4th Day of Protests in Tehran, and Demonstrations Spread

TEHRAN, Nov. 12 — Thousands of students ignored official warnings and demonstrated today for a fourth day over the death sentence for a reformist scholar charged with apostasy.

Some 5,000 students gathered at Tehran University in support of the academic Hashem Aghajari, sentenced to hang for questioning clerical rule in the Islamic Republic.

"The execution of Aghajari is the execution of the university!" demonstrators chanted. "Political prisoners should be freed!"

The momentum of protests appeared to be growing, with more students gathering in Tehran each day and demonstrations spreading to the provincial cities of Tabriz, Isfahan, Urumiyeh and Hamedan.

After their rally in Tehran, students marched through the huge university campus, holding hands and singing "Ey Iran," the national anthem before the 1979 Islamic revolution.

The watching police did not intervene.

Iran's supreme leader and commander of the armed forces, Ayatollah Ali Khamenei, issued a veiled warning late Monday about the possible use of force if Parliament, the government and judiciary cannot settle their differences.

Using a term that has been widely used to describe the Revolutionary Guards and other hard-line militia groups, he said: "The day the three branches are unable or unwilling to settle major problems, the leadership will, if it thinks it necessary, use the popular forces to intervene."

"I hope that will never happen," he added, in comments broadcast on television.

Today's protests followed similar demonstrations on Monday at Modaress Training University in the central part of the city. More than a thousand students carried a portrait of Mr. Aghajari as they marched and chanted demands for the resignation of Mahmoud Hashemi Shahroudi, the hard-liner chief of the Iranian judiciary. The students also called for the resignation of President Mohammad Khatami, the leader of Iran's reform movement, in a sign of frustration with the continuous setbacks for reform.

Mr. Aghajari was sentenced to death last week in a closed-door trial in Hamedan on charges that he had insulted the Prophet Muhammad. The charges stemmed from a speech he made in August in which he called on people to not follow religious leaders blindly.

The demonstrations have been the largest since 1999, when students staged a week of protest throughout the country after hard-line vigilantes attacked a student dormitory.

A leading student activist, Saeed Razavi-Faqih, told the Iranian Student News Agency on Monday that students had decided to continue their protests in order to confront constitutional violations, not only in Mr. Aghajari's case but also in general.
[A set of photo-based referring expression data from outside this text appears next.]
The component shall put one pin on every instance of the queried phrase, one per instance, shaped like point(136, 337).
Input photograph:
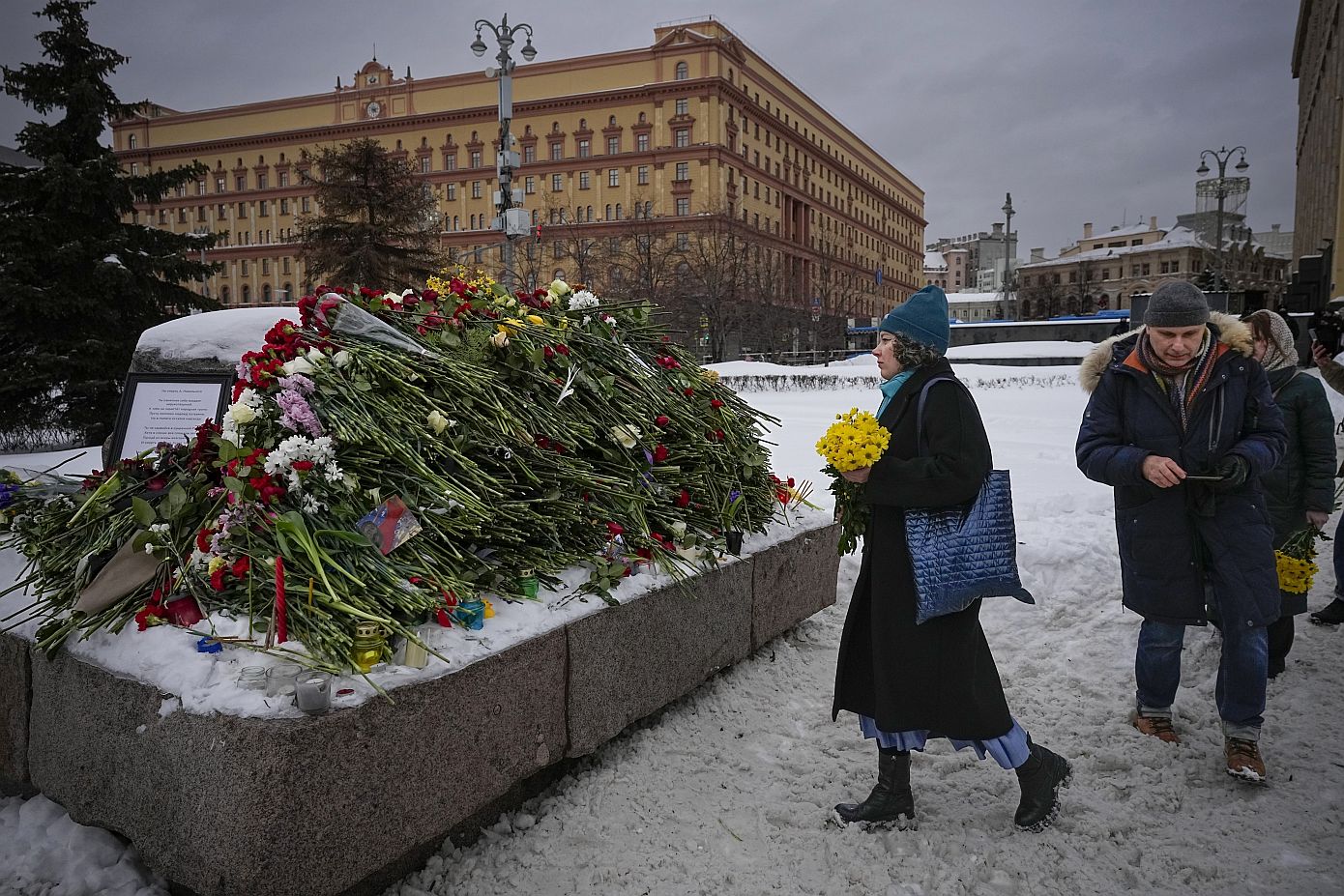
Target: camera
point(1326, 328)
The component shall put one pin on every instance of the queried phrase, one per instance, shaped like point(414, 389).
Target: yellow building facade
point(692, 128)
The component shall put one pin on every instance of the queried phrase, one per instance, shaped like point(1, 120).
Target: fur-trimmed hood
point(1230, 331)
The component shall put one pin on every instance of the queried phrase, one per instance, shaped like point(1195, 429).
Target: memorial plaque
point(167, 407)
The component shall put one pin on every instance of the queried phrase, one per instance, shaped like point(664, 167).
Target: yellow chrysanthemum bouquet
point(852, 442)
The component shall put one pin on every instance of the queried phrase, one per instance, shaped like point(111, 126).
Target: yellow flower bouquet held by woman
point(852, 442)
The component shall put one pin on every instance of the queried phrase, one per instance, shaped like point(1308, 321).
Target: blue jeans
point(1339, 559)
point(1242, 671)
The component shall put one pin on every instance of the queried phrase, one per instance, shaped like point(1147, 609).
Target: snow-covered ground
point(729, 790)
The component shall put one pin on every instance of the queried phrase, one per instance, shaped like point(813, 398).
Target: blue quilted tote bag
point(962, 552)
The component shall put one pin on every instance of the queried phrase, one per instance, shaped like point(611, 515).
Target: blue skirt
point(1008, 750)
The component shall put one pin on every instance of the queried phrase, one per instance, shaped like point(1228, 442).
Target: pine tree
point(79, 282)
point(375, 222)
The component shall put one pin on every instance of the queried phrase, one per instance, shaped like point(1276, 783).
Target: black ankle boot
point(1040, 778)
point(891, 799)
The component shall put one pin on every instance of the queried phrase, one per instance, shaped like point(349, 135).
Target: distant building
point(691, 131)
point(1319, 69)
point(976, 306)
point(985, 251)
point(1102, 272)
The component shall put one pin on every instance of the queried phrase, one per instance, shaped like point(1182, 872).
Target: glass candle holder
point(313, 691)
point(279, 679)
point(365, 649)
point(253, 678)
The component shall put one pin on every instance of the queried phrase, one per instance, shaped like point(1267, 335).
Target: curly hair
point(912, 354)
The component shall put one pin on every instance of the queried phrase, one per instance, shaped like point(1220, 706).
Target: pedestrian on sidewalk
point(1182, 423)
point(910, 682)
point(1300, 490)
point(1333, 613)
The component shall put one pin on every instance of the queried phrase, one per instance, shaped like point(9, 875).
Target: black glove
point(1234, 469)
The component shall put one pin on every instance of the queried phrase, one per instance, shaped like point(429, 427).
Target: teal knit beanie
point(922, 317)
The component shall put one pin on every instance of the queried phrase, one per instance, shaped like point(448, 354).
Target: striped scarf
point(1181, 385)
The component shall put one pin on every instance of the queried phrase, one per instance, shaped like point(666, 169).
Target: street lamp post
point(1008, 303)
point(1222, 187)
point(512, 219)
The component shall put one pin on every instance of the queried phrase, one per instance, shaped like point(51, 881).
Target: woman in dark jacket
point(910, 682)
point(1300, 490)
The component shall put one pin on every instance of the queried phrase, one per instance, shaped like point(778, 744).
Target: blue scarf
point(891, 387)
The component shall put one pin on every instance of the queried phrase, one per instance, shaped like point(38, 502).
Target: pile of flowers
point(852, 442)
point(392, 457)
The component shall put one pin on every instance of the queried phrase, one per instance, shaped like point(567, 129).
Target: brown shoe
point(1157, 727)
point(1243, 761)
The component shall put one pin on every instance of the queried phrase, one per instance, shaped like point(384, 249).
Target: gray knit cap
point(1176, 303)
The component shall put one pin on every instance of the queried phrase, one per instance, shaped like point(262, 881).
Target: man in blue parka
point(1182, 423)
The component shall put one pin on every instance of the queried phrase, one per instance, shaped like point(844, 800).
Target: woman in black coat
point(910, 682)
point(1299, 492)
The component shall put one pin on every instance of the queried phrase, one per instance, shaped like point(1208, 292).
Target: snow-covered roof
point(1175, 238)
point(1120, 231)
point(968, 299)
"We must reach a stage in our destiny that we have lawful rights and freedoms," Mr. Razavi-Faqih was quoted as saying.

In a statement, protesters declared that the death sentence against Mr. Aghajari was an insult to university students and professors and demanded an apology from the judiciary. "The death sentence for Mr. Aghajari is punishing him for his opinion, which is against the Constitution and human rights," the statement said. The director of the humanities department at Modaress and several professors resigned in protest over the sentence.

On Sunday, the speaker of the Parliament, Mehdi Karoubi, expressed "hatred and disgust over the verdict" on behalf of himself and a group of clerics. Two members of Parliament from Hamedan, where the sentence was issued, resigned in protest.
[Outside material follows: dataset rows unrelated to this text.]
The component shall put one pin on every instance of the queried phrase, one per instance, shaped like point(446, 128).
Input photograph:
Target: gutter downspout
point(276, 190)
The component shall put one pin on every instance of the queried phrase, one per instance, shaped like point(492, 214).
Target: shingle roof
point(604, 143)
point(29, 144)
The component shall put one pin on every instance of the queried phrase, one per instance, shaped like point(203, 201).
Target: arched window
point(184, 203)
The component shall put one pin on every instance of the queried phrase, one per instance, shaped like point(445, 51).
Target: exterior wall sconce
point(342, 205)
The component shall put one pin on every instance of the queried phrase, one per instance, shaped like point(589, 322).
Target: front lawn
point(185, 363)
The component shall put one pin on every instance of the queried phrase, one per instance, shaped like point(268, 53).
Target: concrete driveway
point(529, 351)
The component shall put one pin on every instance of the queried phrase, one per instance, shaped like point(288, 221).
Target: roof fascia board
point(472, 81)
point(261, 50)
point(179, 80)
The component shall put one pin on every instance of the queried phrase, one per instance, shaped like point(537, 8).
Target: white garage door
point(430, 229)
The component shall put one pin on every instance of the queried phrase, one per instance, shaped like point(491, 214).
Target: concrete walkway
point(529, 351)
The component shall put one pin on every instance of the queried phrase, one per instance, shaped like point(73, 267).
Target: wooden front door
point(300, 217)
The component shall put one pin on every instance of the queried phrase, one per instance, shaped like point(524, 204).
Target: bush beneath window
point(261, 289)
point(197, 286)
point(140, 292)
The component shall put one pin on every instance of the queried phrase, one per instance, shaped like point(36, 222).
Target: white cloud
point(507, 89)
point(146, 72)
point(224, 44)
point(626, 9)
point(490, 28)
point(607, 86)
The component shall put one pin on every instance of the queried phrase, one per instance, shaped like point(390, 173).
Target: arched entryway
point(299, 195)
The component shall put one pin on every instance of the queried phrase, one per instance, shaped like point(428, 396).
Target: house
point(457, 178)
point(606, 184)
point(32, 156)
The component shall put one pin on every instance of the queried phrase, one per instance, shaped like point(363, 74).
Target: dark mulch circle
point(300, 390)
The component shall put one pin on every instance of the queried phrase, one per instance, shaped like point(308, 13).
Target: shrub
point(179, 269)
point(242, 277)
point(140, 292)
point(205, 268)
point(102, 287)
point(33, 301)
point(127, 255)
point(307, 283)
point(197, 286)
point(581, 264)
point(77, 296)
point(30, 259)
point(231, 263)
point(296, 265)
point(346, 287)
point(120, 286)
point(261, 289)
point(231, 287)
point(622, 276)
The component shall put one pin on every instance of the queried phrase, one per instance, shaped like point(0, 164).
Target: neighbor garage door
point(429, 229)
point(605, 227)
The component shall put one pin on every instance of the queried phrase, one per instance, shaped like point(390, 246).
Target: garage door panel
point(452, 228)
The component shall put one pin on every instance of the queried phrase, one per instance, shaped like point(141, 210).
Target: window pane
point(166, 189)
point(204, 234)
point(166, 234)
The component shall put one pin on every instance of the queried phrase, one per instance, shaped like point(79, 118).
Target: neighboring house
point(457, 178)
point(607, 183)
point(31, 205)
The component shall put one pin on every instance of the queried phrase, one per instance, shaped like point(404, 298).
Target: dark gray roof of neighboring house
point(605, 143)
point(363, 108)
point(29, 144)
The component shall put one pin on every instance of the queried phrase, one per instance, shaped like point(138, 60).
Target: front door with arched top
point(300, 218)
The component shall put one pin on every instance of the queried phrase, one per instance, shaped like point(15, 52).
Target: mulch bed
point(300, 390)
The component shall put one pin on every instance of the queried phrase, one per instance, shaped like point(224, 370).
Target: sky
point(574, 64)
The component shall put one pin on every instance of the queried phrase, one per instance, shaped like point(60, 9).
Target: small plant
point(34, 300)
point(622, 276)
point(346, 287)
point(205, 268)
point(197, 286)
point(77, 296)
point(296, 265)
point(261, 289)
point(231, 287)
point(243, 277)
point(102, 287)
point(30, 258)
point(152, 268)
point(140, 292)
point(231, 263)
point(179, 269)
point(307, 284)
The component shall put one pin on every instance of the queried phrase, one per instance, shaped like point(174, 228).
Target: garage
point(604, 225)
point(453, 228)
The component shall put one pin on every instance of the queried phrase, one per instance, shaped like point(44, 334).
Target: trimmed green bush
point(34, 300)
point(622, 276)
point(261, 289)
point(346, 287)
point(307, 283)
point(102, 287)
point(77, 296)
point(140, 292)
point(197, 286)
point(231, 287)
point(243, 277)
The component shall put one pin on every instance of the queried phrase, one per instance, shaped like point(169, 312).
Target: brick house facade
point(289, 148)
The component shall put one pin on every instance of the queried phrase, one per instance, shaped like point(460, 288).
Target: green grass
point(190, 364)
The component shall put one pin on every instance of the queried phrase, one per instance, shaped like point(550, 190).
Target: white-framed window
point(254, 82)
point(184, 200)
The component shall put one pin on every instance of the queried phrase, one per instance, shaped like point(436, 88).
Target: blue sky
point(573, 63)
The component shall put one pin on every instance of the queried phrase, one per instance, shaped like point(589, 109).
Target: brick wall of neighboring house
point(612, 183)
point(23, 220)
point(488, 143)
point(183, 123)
However, Parliament continued with its reform agenda, passing a bill on Sunday that was aimed at limiting the judiciary's suppression of activists. It was the second such bill in two weeks; a measure passed last week was aimed at limiting the power of the Guardian Council, the hard-line body that regulates elections in Iran and has barred hundreds of liberal politicians from ballots.

The two bills are considered to be the reason for recent crackdowns on reformist activists by hard-line opponents of President Khatami. The bill passed on Sunday would give the president more power to censure other branches of government over constitutional violations.